2636/加地伸行・妄言録—月刊WiLL2016年6月号<再々掲>。

 加地伸行月刊WiLL2016年6月号(ワック)での発言と秋月瑛二のコメント(2017年07月16日No.1650)の再々掲。
 対談者で、相槌を打っているのは、西尾幹二
 最初に掲載したとき、冒頭に、つぎの言葉を引用した。
 「おかしな左翼が多いからおかしな右翼も増えるので、こんな悪循環は避けたい」。
 平川祐弘「『安倍談話』と昭和の時代」月刊WiLL2016年1月号(ワック)。
 2023年5月末の時点で書くが、平川祐弘はこのとき、自分自身が「おかしな右翼」と称され得ることを全く意識していなかったようで、可笑しい。

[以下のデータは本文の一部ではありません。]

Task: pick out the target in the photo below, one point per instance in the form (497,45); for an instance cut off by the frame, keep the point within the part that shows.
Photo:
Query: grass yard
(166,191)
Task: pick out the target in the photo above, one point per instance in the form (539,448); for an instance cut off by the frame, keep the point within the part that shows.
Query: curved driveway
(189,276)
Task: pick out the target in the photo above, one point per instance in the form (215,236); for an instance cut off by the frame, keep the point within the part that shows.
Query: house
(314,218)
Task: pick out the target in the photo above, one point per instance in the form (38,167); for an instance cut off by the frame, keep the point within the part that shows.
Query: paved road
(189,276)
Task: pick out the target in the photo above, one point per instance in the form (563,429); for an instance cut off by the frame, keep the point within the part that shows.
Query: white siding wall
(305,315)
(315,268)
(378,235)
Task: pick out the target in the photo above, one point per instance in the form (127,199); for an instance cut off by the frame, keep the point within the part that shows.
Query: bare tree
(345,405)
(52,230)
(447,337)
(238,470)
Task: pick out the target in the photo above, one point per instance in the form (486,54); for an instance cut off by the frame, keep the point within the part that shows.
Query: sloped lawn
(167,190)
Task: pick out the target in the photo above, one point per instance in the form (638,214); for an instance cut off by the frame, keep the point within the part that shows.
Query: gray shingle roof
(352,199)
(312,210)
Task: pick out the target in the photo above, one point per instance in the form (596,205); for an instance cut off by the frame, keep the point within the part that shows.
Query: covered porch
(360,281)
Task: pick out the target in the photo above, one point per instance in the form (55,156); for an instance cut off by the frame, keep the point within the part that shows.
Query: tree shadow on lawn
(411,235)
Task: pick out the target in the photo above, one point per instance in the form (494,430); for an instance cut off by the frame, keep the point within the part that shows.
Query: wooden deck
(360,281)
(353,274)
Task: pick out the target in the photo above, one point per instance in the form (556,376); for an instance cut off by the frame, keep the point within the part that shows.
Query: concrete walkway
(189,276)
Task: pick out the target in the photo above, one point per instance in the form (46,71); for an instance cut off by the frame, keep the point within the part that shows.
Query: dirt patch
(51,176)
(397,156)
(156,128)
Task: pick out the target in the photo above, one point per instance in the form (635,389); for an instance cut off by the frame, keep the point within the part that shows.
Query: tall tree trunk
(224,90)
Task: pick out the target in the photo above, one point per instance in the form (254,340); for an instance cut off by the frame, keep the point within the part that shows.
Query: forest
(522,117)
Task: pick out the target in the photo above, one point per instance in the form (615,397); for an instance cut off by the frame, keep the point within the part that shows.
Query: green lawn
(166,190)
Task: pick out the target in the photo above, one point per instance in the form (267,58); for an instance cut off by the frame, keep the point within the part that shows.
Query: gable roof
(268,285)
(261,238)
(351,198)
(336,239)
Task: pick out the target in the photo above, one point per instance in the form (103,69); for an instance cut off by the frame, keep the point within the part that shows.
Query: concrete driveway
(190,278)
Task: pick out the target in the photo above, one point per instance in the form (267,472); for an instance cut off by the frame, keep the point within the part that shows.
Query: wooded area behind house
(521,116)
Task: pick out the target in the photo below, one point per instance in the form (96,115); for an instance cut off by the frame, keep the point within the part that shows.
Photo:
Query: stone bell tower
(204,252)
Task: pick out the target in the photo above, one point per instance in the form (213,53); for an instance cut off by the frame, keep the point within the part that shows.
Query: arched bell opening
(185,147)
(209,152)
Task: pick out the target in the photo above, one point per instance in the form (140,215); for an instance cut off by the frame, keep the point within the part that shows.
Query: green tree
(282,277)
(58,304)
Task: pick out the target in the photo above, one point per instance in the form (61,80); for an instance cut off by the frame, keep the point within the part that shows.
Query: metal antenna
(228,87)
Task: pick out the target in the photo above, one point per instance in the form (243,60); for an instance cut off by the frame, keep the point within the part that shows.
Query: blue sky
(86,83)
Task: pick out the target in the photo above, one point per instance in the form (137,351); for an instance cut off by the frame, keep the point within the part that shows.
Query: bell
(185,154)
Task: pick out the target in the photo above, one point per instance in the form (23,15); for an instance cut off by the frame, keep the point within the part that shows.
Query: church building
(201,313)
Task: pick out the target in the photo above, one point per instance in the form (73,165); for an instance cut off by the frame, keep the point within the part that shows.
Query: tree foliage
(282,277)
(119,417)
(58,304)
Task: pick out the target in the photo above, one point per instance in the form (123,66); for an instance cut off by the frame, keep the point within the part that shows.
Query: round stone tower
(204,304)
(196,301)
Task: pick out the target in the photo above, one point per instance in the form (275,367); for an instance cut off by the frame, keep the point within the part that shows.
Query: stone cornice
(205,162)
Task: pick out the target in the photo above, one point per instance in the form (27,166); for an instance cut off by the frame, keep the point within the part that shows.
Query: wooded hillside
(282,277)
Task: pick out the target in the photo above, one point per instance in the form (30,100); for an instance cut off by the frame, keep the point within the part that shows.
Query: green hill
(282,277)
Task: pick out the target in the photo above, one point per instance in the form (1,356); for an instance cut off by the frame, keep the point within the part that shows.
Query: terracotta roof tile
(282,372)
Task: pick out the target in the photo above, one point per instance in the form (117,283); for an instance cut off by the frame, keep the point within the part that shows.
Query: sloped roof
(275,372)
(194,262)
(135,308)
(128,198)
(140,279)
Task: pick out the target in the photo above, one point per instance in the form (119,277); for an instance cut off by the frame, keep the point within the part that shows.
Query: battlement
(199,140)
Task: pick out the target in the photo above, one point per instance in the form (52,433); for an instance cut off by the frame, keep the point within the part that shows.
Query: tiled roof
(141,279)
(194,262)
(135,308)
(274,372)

 なお、花田紀凱編集長の月刊Hanada(飛鳥新社)の創刊号は2016年6月号で、加地伸行の対談発言が巻頭に掲載されたのは、「分裂」後最初の月刊WiLLだった。おそらく、手っ取り早く紙面を埋めるために起用されたのが、加地伸行・西尾幹二の二人だったのだろう(対談だと録音して容易に原稿化できる)。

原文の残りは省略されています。